Restschuldbefreiung – gewusst wie

Wie bei vielem Wichtigen im Leben gibt es keine einzig richtige Entscheidung. Wenn man erkennt, dass kein Geld mehr da ist und die Schulden immer größer werden, muss man aber eine Frage für sich beantworten. Gibt es, realistisch betrachtet, eine Chance auf Besserung oder sind das bloße Hoffnungen?

Wenn diese Frage mit „Nein, Besserung ist nicht in Sicht.“ beantwortet wird, kann man sich um die Lösung bemühen. Die kann in einem Vergleich mit allen Gläubigern liegen, oder in einem Insolvenzverfahren mit anschließender Restschuldbefreiung. Den Weg von der Entscheidung einen Insolvenzantrag stellen zu wollen bis zur Eröffnung des Verfahrens habe ich bereits in einem vorherigen Beitrag beschrieben. Hier soll es um die praktische Herangehensweise für Verbraucherschuldner gehen.

Erster Schritt nach der Erkenntnis, dass etwas passieren muss, sollte die Bestandsaufnahme sein. Was habe ich an Einkommen und Vermögen? Was schulde ich wem? Was habe ich an laufenden Ausgaben? Was davon ist zum Leben wirklich notwendig?

Schreiben Sie eine Liste mit Einnahmen und Ausgaben oder nutzen ein Haushaltsbuch. Setzen Sie den Rotstift an. Was kann weggelassen werden, um die Ausgaben zu reduzieren? Auch wenn es für Sie belehrend klingen mag: Weder die Handy-Flatrate für 30 € im Monat, noch die Zigaretten sind, wenn es drauf ankommt, überlebenswichtig. Es geht zunächst nur darum, zu prüfen, wie viel man zusätzlich zum absolut Überlebensnotwendigen ausgeben kann.

Haben Sie so viele notwendige Ausgaben, dass bereits durch Dinge wie Wohnung, Essen und Strom/Gas/Wasser das gesamte Einkommen verbraucht wird, dann können und müssen Sie zur Sicherung Ihres Überlebens staatliche Hilfe in Anspruch nehmen.

Sollten Sie bei dieser ersten Bestandsaufnahme Hilfe benötigen oder bereits massive Probleme mit Vermietern oder Versorgern haben, so bieten oft Schuldnerberatungsstellen in Ihrer Nähe die Möglichkeit einer Notfallerstberatung. Diese soll nur Ihre Lebenssituation sichern. Um mit dem Projekt Restschuldbefreiung voranzukommen, brauchen Sie einen extra Beratungstermin.

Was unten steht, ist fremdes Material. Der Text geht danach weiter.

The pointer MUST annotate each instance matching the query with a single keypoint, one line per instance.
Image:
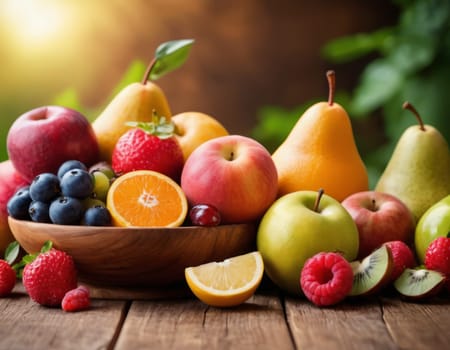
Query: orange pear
(136, 102)
(320, 152)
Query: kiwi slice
(419, 284)
(373, 272)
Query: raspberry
(326, 278)
(49, 277)
(7, 278)
(76, 299)
(437, 257)
(403, 257)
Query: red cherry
(204, 215)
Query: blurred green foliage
(69, 98)
(409, 62)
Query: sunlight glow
(34, 22)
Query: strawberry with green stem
(149, 146)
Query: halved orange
(146, 198)
(227, 283)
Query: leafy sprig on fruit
(159, 126)
(12, 253)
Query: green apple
(435, 222)
(297, 226)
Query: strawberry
(437, 257)
(8, 269)
(49, 276)
(7, 278)
(149, 146)
(76, 299)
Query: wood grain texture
(352, 325)
(137, 256)
(190, 324)
(418, 325)
(27, 325)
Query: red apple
(42, 139)
(380, 218)
(10, 182)
(233, 173)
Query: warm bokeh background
(247, 54)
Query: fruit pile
(72, 196)
(322, 232)
(49, 277)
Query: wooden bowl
(135, 257)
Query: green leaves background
(412, 63)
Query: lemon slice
(227, 283)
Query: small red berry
(76, 299)
(437, 257)
(49, 277)
(204, 215)
(7, 278)
(403, 257)
(326, 278)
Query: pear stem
(317, 202)
(374, 205)
(148, 70)
(409, 106)
(331, 76)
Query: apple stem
(317, 202)
(374, 205)
(409, 106)
(148, 70)
(331, 76)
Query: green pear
(418, 172)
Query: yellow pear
(418, 172)
(194, 128)
(135, 102)
(320, 152)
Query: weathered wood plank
(27, 325)
(418, 325)
(350, 325)
(189, 324)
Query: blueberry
(77, 183)
(97, 216)
(66, 211)
(45, 187)
(18, 204)
(39, 211)
(70, 165)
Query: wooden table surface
(174, 319)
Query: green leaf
(68, 98)
(12, 252)
(47, 246)
(380, 80)
(413, 53)
(159, 126)
(134, 73)
(169, 56)
(349, 48)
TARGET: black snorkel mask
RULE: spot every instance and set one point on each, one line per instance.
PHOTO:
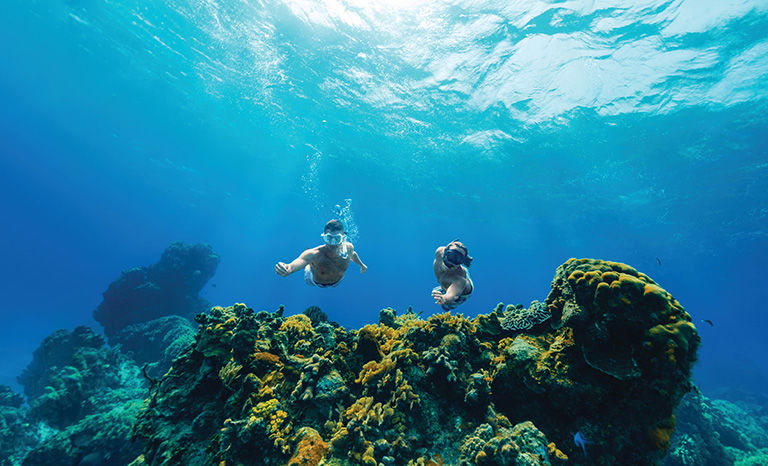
(453, 257)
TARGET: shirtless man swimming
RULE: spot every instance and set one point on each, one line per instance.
(450, 266)
(324, 266)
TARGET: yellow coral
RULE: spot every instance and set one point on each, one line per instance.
(299, 325)
(555, 453)
(310, 450)
(374, 370)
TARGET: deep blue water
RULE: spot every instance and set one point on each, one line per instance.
(534, 131)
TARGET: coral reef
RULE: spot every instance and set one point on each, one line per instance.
(169, 287)
(17, 434)
(716, 432)
(261, 388)
(85, 397)
(521, 319)
(155, 343)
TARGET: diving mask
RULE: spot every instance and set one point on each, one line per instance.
(333, 239)
(452, 257)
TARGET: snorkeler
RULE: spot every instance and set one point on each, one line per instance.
(324, 266)
(450, 266)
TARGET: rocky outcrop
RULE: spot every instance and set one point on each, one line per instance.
(608, 366)
(169, 287)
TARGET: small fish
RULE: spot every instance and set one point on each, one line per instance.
(581, 441)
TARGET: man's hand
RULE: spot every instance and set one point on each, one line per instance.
(282, 269)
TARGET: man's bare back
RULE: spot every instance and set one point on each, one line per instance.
(451, 273)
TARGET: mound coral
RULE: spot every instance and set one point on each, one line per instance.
(168, 287)
(612, 362)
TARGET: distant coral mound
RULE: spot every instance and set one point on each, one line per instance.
(17, 435)
(610, 363)
(85, 396)
(169, 287)
(156, 343)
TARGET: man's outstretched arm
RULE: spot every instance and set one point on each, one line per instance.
(299, 263)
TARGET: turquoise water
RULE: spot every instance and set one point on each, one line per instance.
(534, 131)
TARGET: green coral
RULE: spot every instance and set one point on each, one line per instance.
(445, 389)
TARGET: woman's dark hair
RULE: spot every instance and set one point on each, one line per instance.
(334, 225)
(467, 259)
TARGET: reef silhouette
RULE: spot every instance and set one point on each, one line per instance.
(605, 359)
(169, 287)
(612, 362)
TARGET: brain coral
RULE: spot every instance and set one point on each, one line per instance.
(260, 388)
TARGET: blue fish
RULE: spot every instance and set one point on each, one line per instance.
(581, 441)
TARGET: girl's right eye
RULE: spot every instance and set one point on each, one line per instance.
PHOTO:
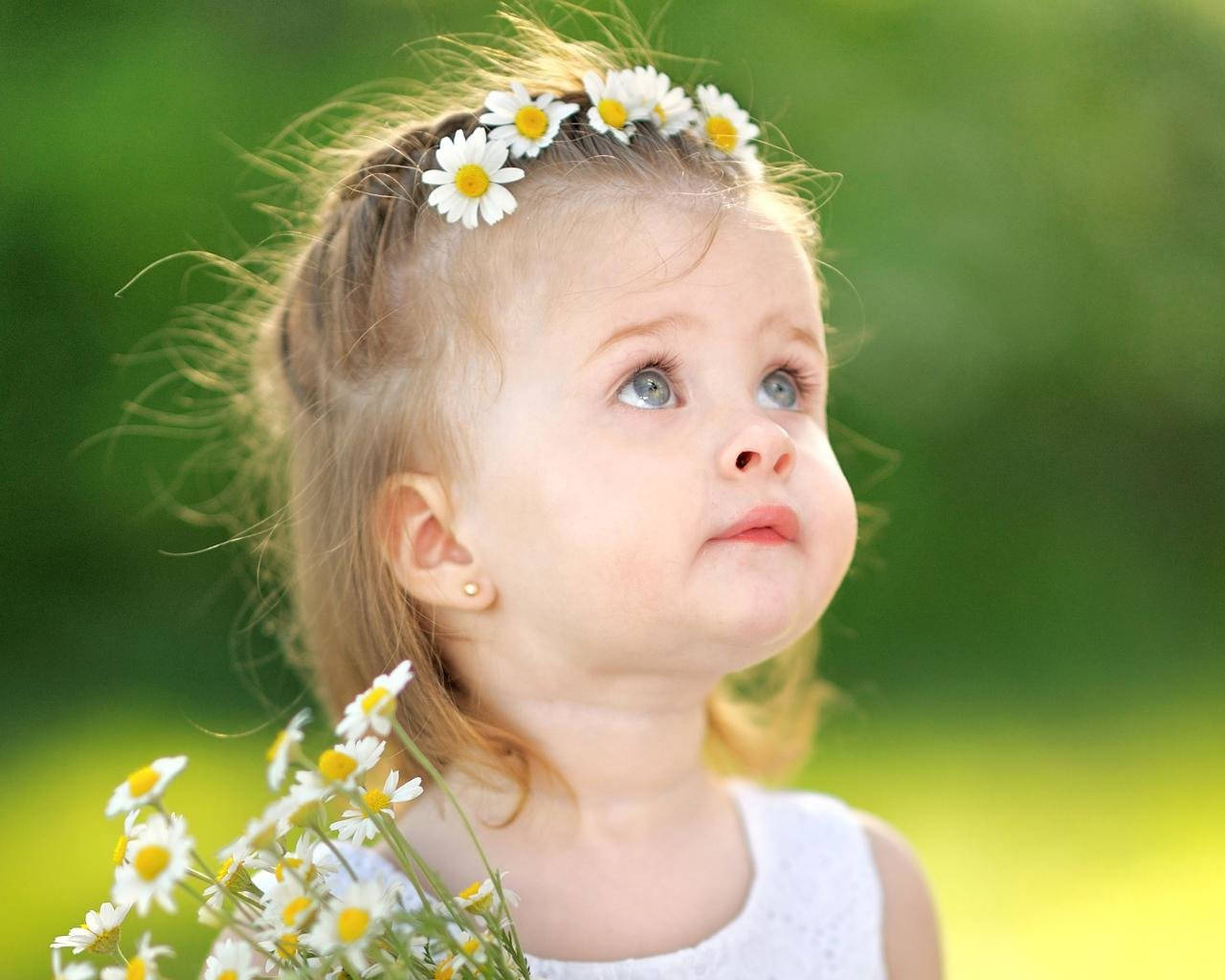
(651, 377)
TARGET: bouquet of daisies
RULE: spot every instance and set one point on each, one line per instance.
(288, 902)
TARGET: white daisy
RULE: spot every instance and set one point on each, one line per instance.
(261, 832)
(145, 786)
(472, 178)
(725, 125)
(73, 971)
(130, 828)
(527, 125)
(670, 108)
(472, 953)
(100, 931)
(344, 764)
(375, 707)
(287, 904)
(232, 962)
(282, 746)
(301, 804)
(157, 858)
(355, 826)
(284, 945)
(481, 897)
(232, 874)
(352, 922)
(141, 966)
(616, 101)
(309, 860)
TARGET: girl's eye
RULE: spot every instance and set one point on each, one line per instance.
(650, 383)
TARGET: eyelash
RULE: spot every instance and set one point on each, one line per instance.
(808, 383)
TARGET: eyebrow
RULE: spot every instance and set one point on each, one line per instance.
(775, 323)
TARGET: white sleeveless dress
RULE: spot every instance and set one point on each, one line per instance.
(813, 909)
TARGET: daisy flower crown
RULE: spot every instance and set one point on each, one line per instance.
(469, 179)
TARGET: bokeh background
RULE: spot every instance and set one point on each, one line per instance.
(1028, 250)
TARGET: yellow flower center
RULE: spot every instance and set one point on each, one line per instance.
(352, 924)
(294, 909)
(472, 180)
(287, 861)
(375, 695)
(722, 132)
(276, 745)
(336, 766)
(376, 799)
(532, 122)
(612, 113)
(105, 942)
(151, 861)
(287, 945)
(143, 781)
(480, 904)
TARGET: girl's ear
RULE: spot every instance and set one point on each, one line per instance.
(413, 527)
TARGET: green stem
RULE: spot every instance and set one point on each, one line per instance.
(503, 908)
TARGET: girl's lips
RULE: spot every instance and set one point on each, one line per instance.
(760, 536)
(781, 521)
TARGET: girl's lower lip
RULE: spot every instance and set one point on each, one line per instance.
(761, 536)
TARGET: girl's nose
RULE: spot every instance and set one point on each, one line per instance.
(758, 444)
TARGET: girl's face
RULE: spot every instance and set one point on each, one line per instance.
(602, 488)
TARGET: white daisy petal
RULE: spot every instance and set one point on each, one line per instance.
(158, 858)
(145, 786)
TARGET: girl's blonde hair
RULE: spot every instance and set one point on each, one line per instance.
(333, 360)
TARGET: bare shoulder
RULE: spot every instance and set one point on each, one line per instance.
(911, 928)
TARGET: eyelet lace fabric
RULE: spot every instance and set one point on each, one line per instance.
(813, 909)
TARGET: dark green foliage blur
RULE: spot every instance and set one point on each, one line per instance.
(1027, 261)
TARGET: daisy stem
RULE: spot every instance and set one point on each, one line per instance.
(157, 805)
(318, 827)
(231, 922)
(437, 778)
(401, 845)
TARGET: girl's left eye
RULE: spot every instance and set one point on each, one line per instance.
(651, 381)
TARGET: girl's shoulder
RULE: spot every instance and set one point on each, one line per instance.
(857, 853)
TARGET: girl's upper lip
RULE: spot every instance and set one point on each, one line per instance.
(777, 516)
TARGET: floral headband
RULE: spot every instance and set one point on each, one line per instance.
(472, 178)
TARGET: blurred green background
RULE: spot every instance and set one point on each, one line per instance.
(1029, 240)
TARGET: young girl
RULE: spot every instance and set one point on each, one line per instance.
(547, 383)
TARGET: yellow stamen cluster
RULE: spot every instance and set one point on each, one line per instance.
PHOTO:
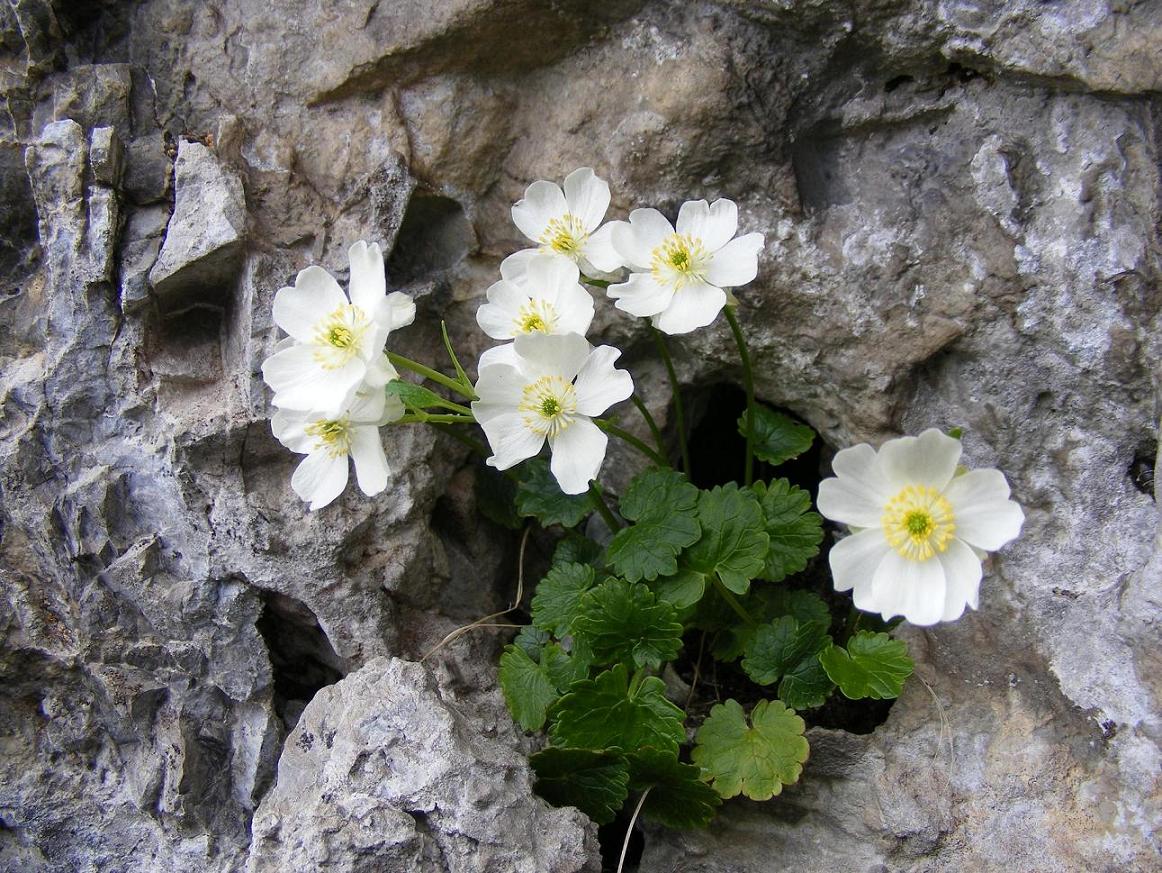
(679, 259)
(537, 316)
(332, 435)
(918, 522)
(564, 235)
(549, 405)
(339, 336)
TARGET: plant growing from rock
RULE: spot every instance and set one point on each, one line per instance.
(635, 581)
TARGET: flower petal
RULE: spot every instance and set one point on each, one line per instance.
(912, 588)
(511, 442)
(600, 251)
(551, 355)
(737, 263)
(315, 295)
(300, 383)
(929, 459)
(712, 224)
(599, 384)
(854, 559)
(694, 306)
(637, 240)
(320, 479)
(640, 295)
(543, 201)
(962, 575)
(578, 453)
(371, 463)
(368, 283)
(587, 197)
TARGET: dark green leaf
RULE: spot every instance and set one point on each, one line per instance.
(558, 598)
(795, 532)
(601, 714)
(539, 495)
(874, 665)
(625, 622)
(594, 781)
(733, 543)
(664, 505)
(678, 796)
(755, 759)
(526, 687)
(777, 646)
(805, 685)
(776, 437)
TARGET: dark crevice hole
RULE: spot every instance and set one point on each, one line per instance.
(302, 659)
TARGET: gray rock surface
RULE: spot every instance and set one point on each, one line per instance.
(961, 204)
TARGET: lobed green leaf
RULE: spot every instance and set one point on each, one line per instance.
(873, 665)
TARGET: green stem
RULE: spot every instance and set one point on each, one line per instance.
(599, 502)
(748, 383)
(451, 352)
(434, 419)
(732, 601)
(414, 366)
(651, 423)
(612, 429)
(679, 414)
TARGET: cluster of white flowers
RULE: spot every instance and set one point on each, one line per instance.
(549, 383)
(329, 374)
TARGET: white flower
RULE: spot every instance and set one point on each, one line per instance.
(922, 529)
(545, 299)
(329, 439)
(338, 342)
(546, 387)
(678, 274)
(565, 223)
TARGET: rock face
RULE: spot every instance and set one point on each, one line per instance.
(961, 206)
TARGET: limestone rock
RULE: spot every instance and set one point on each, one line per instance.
(384, 772)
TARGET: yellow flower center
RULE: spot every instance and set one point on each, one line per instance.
(536, 316)
(681, 258)
(918, 522)
(547, 406)
(339, 335)
(332, 435)
(565, 235)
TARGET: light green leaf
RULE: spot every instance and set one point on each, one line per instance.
(678, 798)
(874, 665)
(558, 598)
(682, 589)
(776, 437)
(776, 648)
(602, 714)
(539, 495)
(594, 781)
(625, 622)
(733, 543)
(526, 687)
(664, 506)
(755, 759)
(805, 685)
(795, 532)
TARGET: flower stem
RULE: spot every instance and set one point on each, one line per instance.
(610, 428)
(732, 601)
(651, 423)
(748, 383)
(679, 414)
(421, 417)
(599, 502)
(414, 366)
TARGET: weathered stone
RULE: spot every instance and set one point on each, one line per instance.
(203, 238)
(384, 772)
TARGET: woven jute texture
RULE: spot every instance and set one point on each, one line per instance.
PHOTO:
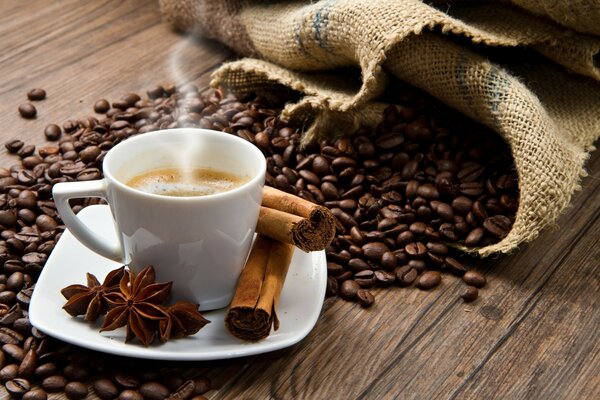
(580, 15)
(541, 92)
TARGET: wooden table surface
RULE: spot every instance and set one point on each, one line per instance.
(534, 333)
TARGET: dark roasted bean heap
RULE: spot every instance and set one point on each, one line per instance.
(401, 194)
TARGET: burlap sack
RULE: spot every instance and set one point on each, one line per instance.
(548, 116)
(580, 15)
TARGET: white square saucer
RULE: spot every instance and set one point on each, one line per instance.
(299, 306)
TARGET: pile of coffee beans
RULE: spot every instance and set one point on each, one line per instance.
(402, 193)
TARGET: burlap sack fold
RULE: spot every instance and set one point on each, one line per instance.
(548, 116)
(579, 15)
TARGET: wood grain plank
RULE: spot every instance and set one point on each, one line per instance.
(416, 345)
(104, 49)
(534, 333)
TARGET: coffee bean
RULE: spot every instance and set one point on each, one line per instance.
(28, 365)
(389, 261)
(9, 372)
(415, 249)
(332, 286)
(14, 145)
(126, 381)
(77, 372)
(52, 132)
(7, 335)
(35, 394)
(384, 278)
(17, 387)
(7, 218)
(27, 110)
(348, 289)
(469, 294)
(130, 395)
(365, 298)
(375, 250)
(101, 106)
(154, 391)
(36, 94)
(429, 280)
(474, 278)
(54, 383)
(105, 389)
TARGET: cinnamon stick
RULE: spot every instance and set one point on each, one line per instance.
(291, 219)
(252, 311)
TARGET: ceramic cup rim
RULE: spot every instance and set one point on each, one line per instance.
(256, 179)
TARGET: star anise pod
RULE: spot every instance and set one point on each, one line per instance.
(137, 305)
(184, 319)
(89, 300)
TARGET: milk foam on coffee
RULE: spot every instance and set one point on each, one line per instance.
(178, 182)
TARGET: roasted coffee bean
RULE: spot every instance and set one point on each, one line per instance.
(76, 390)
(357, 265)
(365, 298)
(101, 106)
(14, 145)
(384, 278)
(469, 294)
(77, 372)
(375, 250)
(389, 261)
(106, 389)
(416, 249)
(54, 383)
(17, 387)
(127, 381)
(348, 289)
(7, 335)
(9, 372)
(52, 132)
(474, 278)
(35, 394)
(36, 94)
(27, 110)
(332, 286)
(14, 351)
(130, 395)
(429, 280)
(474, 237)
(406, 276)
(154, 391)
(28, 365)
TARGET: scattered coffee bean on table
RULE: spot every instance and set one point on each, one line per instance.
(27, 110)
(52, 132)
(403, 194)
(36, 94)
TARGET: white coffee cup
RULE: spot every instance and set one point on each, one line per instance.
(201, 242)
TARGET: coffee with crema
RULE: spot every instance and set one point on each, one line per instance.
(181, 182)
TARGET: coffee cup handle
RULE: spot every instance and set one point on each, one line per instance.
(65, 191)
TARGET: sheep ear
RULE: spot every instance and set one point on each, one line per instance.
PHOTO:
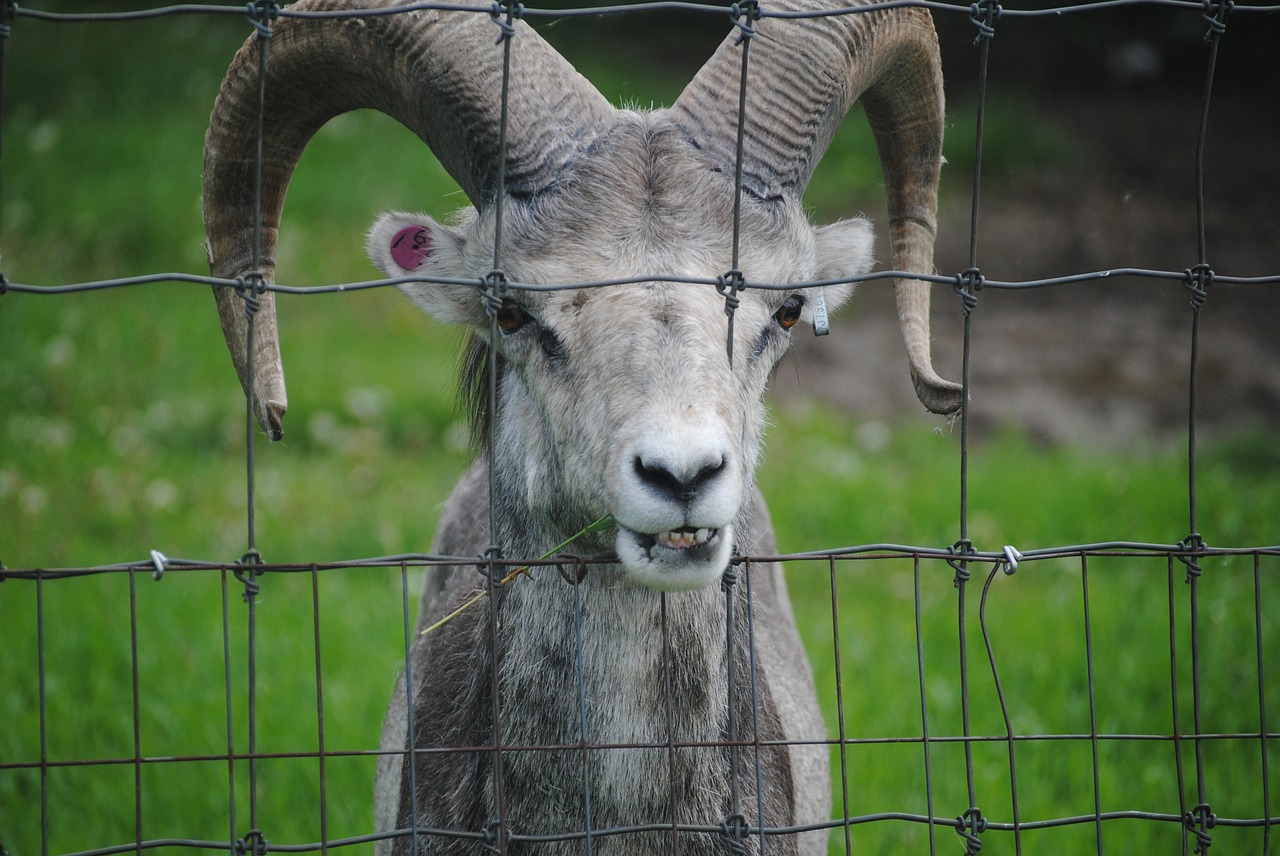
(415, 245)
(842, 248)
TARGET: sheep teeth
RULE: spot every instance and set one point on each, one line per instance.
(682, 539)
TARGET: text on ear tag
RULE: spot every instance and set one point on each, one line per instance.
(411, 247)
(821, 323)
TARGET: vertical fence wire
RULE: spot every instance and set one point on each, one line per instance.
(1093, 701)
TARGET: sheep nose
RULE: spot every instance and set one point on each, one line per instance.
(676, 479)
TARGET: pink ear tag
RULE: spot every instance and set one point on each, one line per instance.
(411, 247)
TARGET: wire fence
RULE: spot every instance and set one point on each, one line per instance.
(1221, 768)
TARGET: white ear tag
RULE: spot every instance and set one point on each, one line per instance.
(821, 324)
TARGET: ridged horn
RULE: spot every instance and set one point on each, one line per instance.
(439, 73)
(804, 76)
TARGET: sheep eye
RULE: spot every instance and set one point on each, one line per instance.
(511, 317)
(789, 314)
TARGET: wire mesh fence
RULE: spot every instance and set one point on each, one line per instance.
(1165, 741)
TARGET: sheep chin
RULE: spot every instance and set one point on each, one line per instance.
(647, 563)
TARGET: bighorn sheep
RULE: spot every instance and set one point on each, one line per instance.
(618, 401)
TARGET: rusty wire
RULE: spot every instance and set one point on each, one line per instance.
(972, 823)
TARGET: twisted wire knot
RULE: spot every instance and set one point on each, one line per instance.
(1198, 822)
(983, 14)
(251, 845)
(728, 578)
(251, 287)
(247, 573)
(493, 553)
(967, 284)
(504, 14)
(1197, 279)
(961, 549)
(728, 284)
(493, 288)
(744, 15)
(260, 13)
(972, 824)
(1193, 543)
(1215, 15)
(734, 828)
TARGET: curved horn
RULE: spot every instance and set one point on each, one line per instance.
(439, 73)
(805, 76)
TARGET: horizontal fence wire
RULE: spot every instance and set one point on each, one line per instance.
(969, 571)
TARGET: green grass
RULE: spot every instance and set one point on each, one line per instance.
(122, 431)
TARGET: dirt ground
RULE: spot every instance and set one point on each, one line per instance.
(1106, 360)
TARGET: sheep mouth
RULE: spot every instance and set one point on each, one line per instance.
(686, 538)
(677, 559)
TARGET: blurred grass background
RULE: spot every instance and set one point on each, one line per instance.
(122, 431)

Der Gesetzgeber hat für das Restschuldbefreiungsverfahren von Verbraucher zwingend einen vorherigen Vergleichsversuch vorgeschrieben. Für das Gerichtsverfahren müssen Sie eine Bescheinigung von einer zugelassenen Stelle nach § 305 InsO vorlegen, das sie zunächst ohne das Gericht versucht haben, Ihre Schulden loszuwerden. Zugelassene Stellen sind zunächst einmal Rechtsanwälte, aber auch Schuldnerberatungsstellen. Schuldnerberatungsstellen werden entweder für Sie gegen Bezahlung tätig oder wenn Sie wenig Geld verdienen, übernimmt in vielen Fällen der Staat die Kosten.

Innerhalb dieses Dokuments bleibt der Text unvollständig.